Rok się kończy – to dobry moment, żeby oddać głos wydawcom. Tym razem wrażeniami z minionych dwunastu miesięcy oraz planami na kolejne dzieli się Bartłomiej Rabij z wydawnictwa Mandioca.
– 2023 był dla nas dobrym rokiem – mówi Bartłomiej Rabij. – Dziesięć premier to nowy rekord. Wydaliśmy wreszcie Zerocalcare (Przepowiednia pancernika), faceta, który pozamiatał włoski rynek komiksowy, i który – tworząc w gruncie rzeczy niemal zinowe komiksy – doszedł do kilkunastu milionów sprzedanych sztuk w ciągu dekady! Ponadto: David Rubin z solowym komiksem – marzenie stało się faktem.

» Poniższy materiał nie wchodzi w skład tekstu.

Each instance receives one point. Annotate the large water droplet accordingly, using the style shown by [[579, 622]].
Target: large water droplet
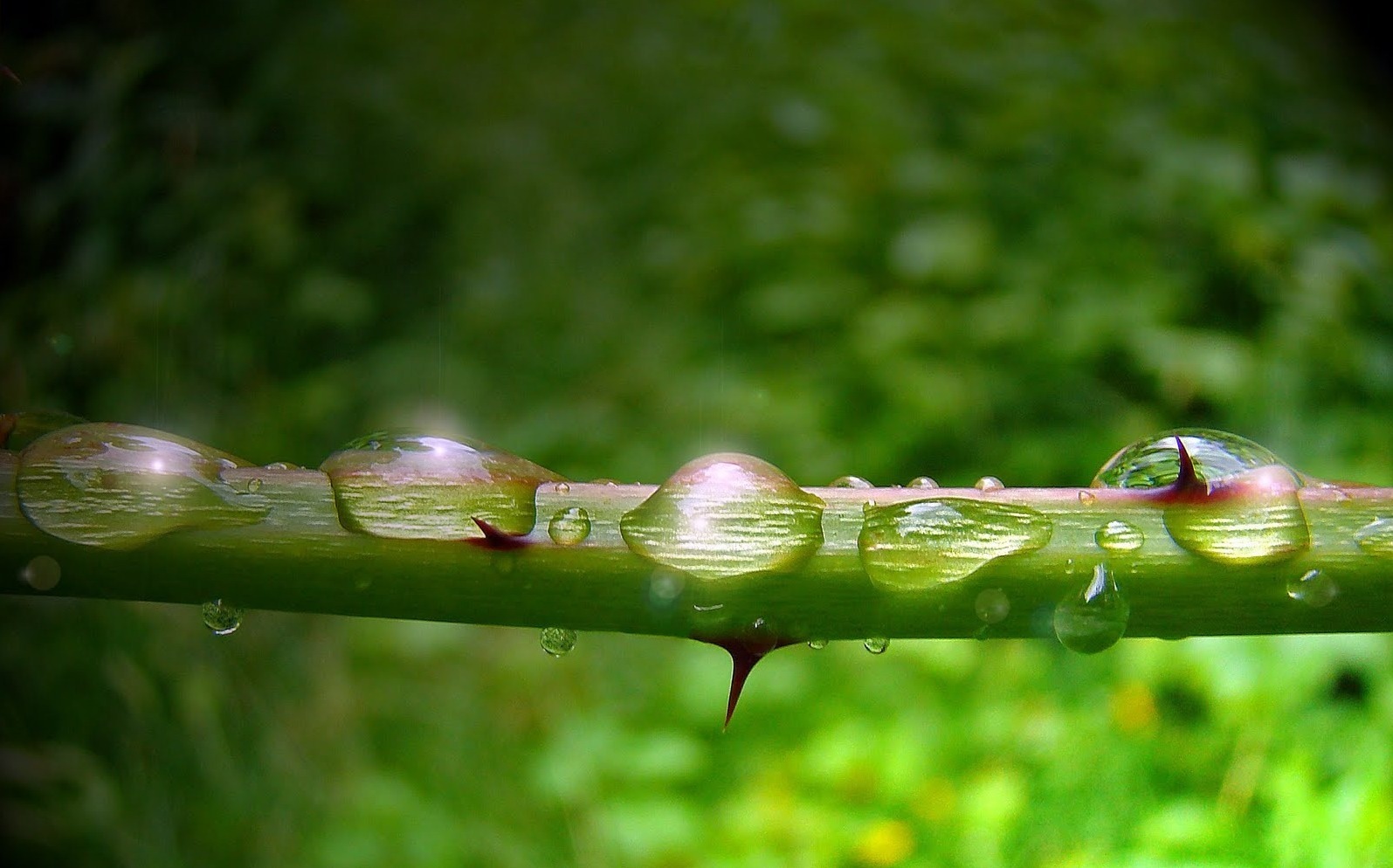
[[850, 482], [557, 641], [1097, 617], [222, 617], [419, 486], [992, 605], [42, 573], [121, 486], [1119, 537], [726, 514], [1313, 589], [1376, 538], [570, 526], [918, 544], [18, 430], [1248, 519], [1155, 461]]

Drugi tom Blasta, Dino Battaglia wreszcie w Polsce, no i przede wszystkim pierwszy wydany przez nas polski komiks – Historie środka Michała Arkusińskiego. Jakość tytułów nas cieszy, katalog mamy dobry, chociaż zawsze mógłby być lepszy, bogatszy, bo co tydzień odkrywamy nowy tytuł wart wydania… Sprzedaż w miarę – w tej kwestii zawsze może być lepiej.

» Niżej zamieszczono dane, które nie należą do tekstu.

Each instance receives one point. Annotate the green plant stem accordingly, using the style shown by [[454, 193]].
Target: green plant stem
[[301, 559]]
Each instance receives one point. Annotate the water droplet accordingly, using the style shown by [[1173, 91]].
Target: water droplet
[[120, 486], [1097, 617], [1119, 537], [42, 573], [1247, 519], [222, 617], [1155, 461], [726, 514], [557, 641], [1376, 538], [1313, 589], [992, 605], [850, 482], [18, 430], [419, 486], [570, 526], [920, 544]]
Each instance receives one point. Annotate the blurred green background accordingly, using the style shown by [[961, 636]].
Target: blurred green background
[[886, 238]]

– Na 2024 planujemy więcej tytułów, czyli śrubujemy rekord – podkreśla Bartłomiej Rabij. – Znowu sporo zaskakujących postaci, nieznanych na polskim rynku. Będą komiksy nowe, z 2023, będzie trochę klasyki europejskiej, argentyńskiej (nieustannie przypominam, że 40-50 lat temu komiks z tego kraju był w ścisłej światowej czołówce!), no i będzie pierwsza manga! Mieliśmy dwa komiksy o Japonii, był komiks singapurski, chiński, zatem czas na mangę. Shigeru Mizuki to w świecie mangi jedna z najważniejszych postaci. Uwielbiamy! Czas na niego w Polsce. Kilku tytułów jeszcze nie ujawnię, chociaż bok mi rozrywa… nie chcemy psuć Czytelnikom zabawy w odkrywanie kolejnych niespodzianek, ale mogę zapewnić, że będzie to najsilniejszy tytułami rok w historii Mandioki. Będzie to rok włosko-hiszpańsko-francusko-argentyński, lekko przyprawiony Japonią i Brazylią.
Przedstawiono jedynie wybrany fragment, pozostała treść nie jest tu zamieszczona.